LEDs - I used the impossibly tiny surface mount style so that I could keep the channel as narrow as possible. I didn't want a big, bulky bracelet. If you're willing to go with a bigger bracelet you can use much larger/friendlier LEDs. Mouser #630-ASMT-TWBM-NT902
Resistors - One per LED, use a handy calculator to get the right kind. Mouser #299-150-RC
Battery Holder - This needs to hold 2 coin cell batteries. Mouser #122-2820-GR
Coin Cell Batteries - I used CR2016 batteries because they're only 1.6mm thick and took up a small amount of space. Mouser #658-CR2016
Resin - A two part epoxy resin is ideal for this. You can get away with the table top stuff if your channel is thin, but a casting resin is better.
Resin Dye - I used a small amount of white resin dye to help diffuse the light.
Wire, Solder - Use this to connect the LEDs and resistors to the battery case. Lead free is best, but I prefer solder with lead. There are really only two tiny areas that they lead might be accessible, and you'd probably die from ingesting all that resin, wood and varnish before the lead got you. I stripped the insulation off of some stranded copper, solid would have been a lot easier.
Wood Glue - To glue the wood together. Keep it closed and keep the nozzle clean so you don't have to fight dried bits.
Barge Cement - To glue the leather to the wood.
Rubber Cement - To temporarily tack parts together.
Super Glue - To quickly stick the circuit to the bracelet. It only needs to hold until the resin gets in there.
Clasp or Closure - This will close the leather over the battery pack. I used two small snaps.
Sturdy Needle and Thread - To sew on the snaps onto the leather.
Wood Finish - Some sort of varnish to go over the whole thing with. I like water based varnish. I'm sure you have a favorite.
Leather - This will line the bracelet. I used some factory scrap from an outlet. Consider what color will look good and what will feel nice on your skin. Thinner is better.
Soldering Iron/Solder Sucker/Sponge - To solder the electronic goodness together. WIth a little luck/skill you won't need the solder sucker.
All the Small Clamps In the World - You're going to be forming wood veneer. More clamps equals more likely success. The cheap brightly colored plastic style will get the job done, no need to pay up if you don't already have some. I've picked up tubes of a dozen or more for a couple bucks before and they're endlessly handy.
Resin Mixing Gear - Paper cups and popsicle sticks for easy mixing and pouring.
Scissors and/or a Utility Knife - To cut the veneer.
Container for Soaking Wood - This isn't for food anymore, and it can take some heat.
A Way to Heat Water - I have a handy electric skillet for this, pick your favorite. Hot tap water was enough to soften my veneer, but you might need more heat.
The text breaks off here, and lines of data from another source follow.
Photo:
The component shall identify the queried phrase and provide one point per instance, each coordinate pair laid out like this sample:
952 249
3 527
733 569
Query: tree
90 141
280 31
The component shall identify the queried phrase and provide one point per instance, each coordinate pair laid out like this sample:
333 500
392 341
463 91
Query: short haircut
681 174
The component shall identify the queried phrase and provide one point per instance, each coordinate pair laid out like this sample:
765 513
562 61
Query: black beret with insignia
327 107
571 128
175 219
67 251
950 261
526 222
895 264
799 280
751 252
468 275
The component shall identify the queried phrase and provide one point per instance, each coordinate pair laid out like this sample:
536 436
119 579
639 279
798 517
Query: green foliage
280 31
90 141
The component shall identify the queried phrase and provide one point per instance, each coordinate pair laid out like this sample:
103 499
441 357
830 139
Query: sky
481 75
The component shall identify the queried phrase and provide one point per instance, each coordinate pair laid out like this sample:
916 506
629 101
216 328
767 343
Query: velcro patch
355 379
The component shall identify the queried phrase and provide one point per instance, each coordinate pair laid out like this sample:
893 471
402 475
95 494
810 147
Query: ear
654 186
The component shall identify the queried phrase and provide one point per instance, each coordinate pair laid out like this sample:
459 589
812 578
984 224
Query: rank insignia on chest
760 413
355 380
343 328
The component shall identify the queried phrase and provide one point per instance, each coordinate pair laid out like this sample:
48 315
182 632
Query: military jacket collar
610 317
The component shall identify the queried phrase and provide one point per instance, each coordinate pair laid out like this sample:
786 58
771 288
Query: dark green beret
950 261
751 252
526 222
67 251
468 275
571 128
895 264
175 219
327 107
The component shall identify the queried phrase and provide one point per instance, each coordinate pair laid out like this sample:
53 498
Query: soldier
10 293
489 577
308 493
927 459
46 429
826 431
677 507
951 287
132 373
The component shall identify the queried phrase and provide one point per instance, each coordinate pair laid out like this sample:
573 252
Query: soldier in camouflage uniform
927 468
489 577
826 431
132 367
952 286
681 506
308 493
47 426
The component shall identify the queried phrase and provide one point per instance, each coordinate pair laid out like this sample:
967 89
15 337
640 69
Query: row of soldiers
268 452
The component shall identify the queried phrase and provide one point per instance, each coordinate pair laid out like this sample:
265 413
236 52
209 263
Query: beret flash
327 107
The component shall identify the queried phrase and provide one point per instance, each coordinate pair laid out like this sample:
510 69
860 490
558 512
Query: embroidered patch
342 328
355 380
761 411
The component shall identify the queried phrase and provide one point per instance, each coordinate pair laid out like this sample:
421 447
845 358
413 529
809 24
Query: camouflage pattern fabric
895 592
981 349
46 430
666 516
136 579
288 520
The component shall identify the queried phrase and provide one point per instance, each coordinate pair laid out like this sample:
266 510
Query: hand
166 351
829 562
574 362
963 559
Gloves, Dust Mask, Safety Glasses - Don't play too cool for this stuff. Resin can have permanent affects on your skin. You don't want a piece of flying shrapnel to be the last thing you ever see. Dust can have lasting consequences in your lungs. Don't say I didn't warn you.
A Way To Drill Two Small Holes - I used my Dremel with a 1/16" drill bit.
A Way To Cut Wood - I had my parts laser cut because I lack the equipment to do it at home, but if you can do it with your equipment then, by all means, do.
Sand Paper - A nice range of papers is best. The finer you go the nicer your bracelet will be.
Masking Tape - Useful for taping over places that resin might seep through.
Standard Household Items - Paper towels, typing paper, other ordinary stuff you probably have.
Step 2: Bracelet Base
If you're unsure about the inner bracelet dimension start out with measuring any that you might already have. I did that, drew up my plan, then printed it onto cardstock and cut it out to check that my hand went through. Make sure to plan some space for the leather lining, too.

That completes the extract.